Mais l'affaire reste complexe et les liens s'avèrent anciens : « L'art est venu à Anvers parce que l'art fraie volontiers avec l'argent », constatait par exemple, à propos du marché de l'art aux XVe et XVIe siècles aux Pays-Bas, l'historien et économiste J.-M. Montias. Alors comment rendre compte de cette complexité, si ce n'est par une approche mythologique, historique, anthropologique, économique, assortie d'un florilège d'oeuvres et de propositions esthétiques significatives ? Un pari d'exhaustivité que l'exposition a risqué, sous la houlette du commissaire Jean-Michel Bouhours, historien de l'art et conservateur de musée.
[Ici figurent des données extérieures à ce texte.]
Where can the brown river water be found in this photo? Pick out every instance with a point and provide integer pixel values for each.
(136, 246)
Six parties suivant un cheminement chronologique, plus de deux cents oeuvres anciennes et contemporaines croisées, des films et des objets, beaucoup de commentaires accessibles... En fait deux thèmes s'entrechoquent : comment les artistes représentent/critiquent le monde de l'argent, et comment le monde de l'argent investit/accapare les artistes. Voilà les deux puissants protagonistes d'un mariage forcé, tumultueux. Le plus jouissif pour les amoureux inconditionnels de l'art restant bien sûr ces propositions plastiques où l'idole de l'Argent est raillée, bafouée, ridiculisée par des artistes tout à fait conscients de son emprise, certes, mais au fond persuadés que le monde vénal a plus besoin d'eux, au final, qu'eux de lui.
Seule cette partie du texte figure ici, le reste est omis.